MI HIJO, EL MUSICO

MI HIJO, EL MUSICO

Eran otros tiempos, mejores, la recreación en las escuelas se tomaba en serio, recuerdo como nos visitaban coros profesionales, la sinfónica y grupos musicales.

El fin de semana, de pase en casa, como siempre conversé mucho con mi mamá, le conté de la beca, le hice esta anécdota:

En días pasados recibimos una brigada de artistas nacionales. Esto motivó a los muchachos y sobre todo a Alecito, se empeñaron en formar un combo, realmente llevaban meses en eso, cuando ya parecía imposible, le donaron a la escuela un módulo de instrumentos musicales, vino un instructor a ayudar a los muchachos y empezó a probarlos uno a uno según su especialidad y le tocó a Alecito:

  • ¿Y tú, Alecito, vas a ser el cantante? —preguntó el instructor.
  • No, yo no sé cantar.
  • ¿Qué instrumentos tocas?—indagó el técnico.

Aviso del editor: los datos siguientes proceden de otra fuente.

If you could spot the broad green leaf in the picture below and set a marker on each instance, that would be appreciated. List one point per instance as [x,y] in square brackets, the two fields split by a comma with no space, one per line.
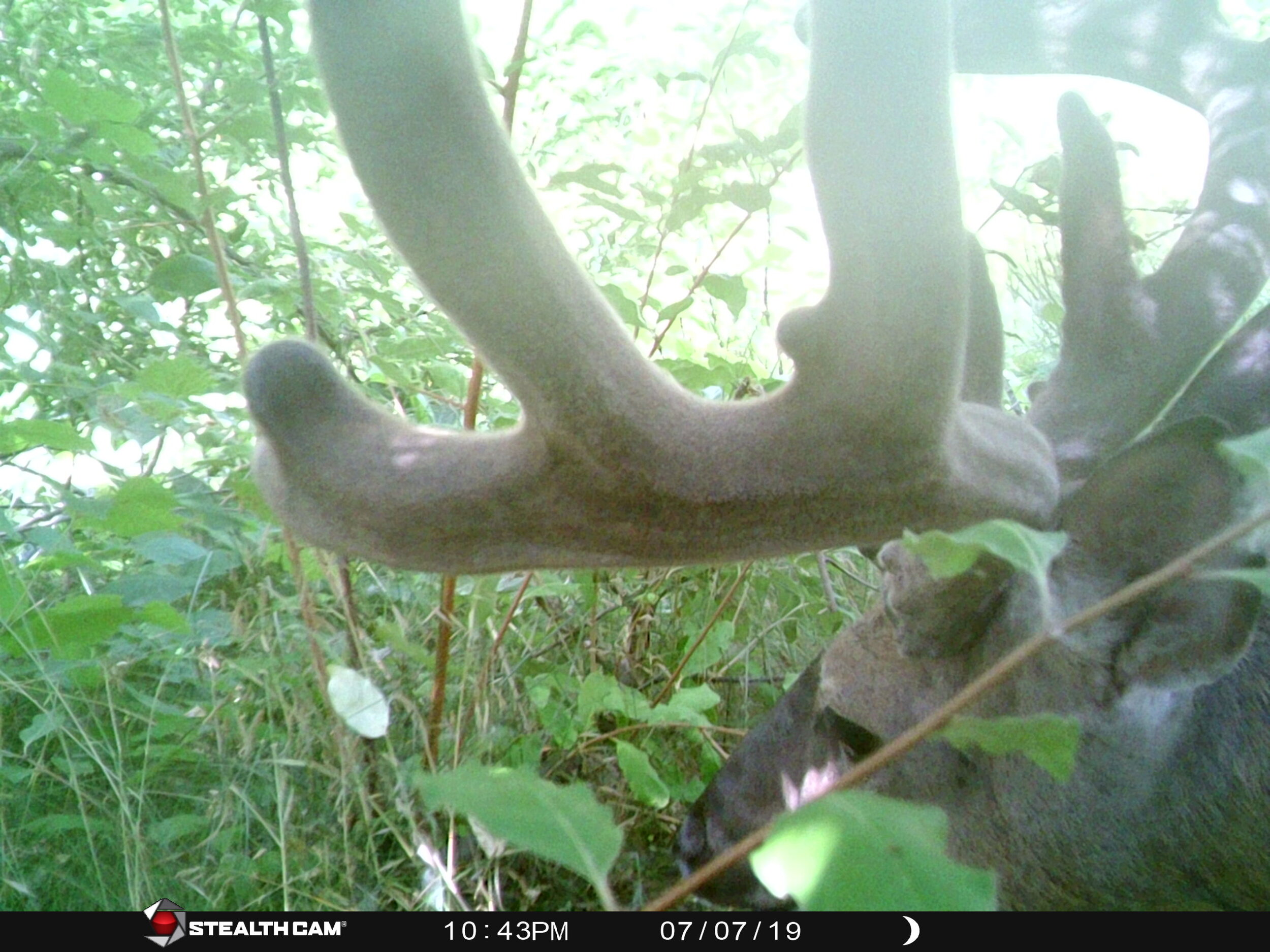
[1048,740]
[41,727]
[140,506]
[359,702]
[184,275]
[1259,578]
[168,549]
[729,288]
[177,377]
[65,95]
[951,554]
[562,824]
[83,621]
[164,616]
[671,311]
[174,828]
[17,436]
[642,776]
[1250,455]
[750,197]
[130,139]
[82,105]
[858,851]
[625,308]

A lo cual contestó muy bajo a sabiendas de que estaba haciendo una confesión.
  • La Pandereta.

La noté muy seria, no le dio gracia mi cuento y de sopetón, me suelta:

  • Yo quiero que seas músico, en mis sueños te he visto encima de un escenario, con tu guitarra.
  • ¡Mamá! Yo no tengo talento para eso.
  • Se aprende hijo, voy a hablar con Ricardo para que te enseñe y te tengo una sorpresa para la próxima semana.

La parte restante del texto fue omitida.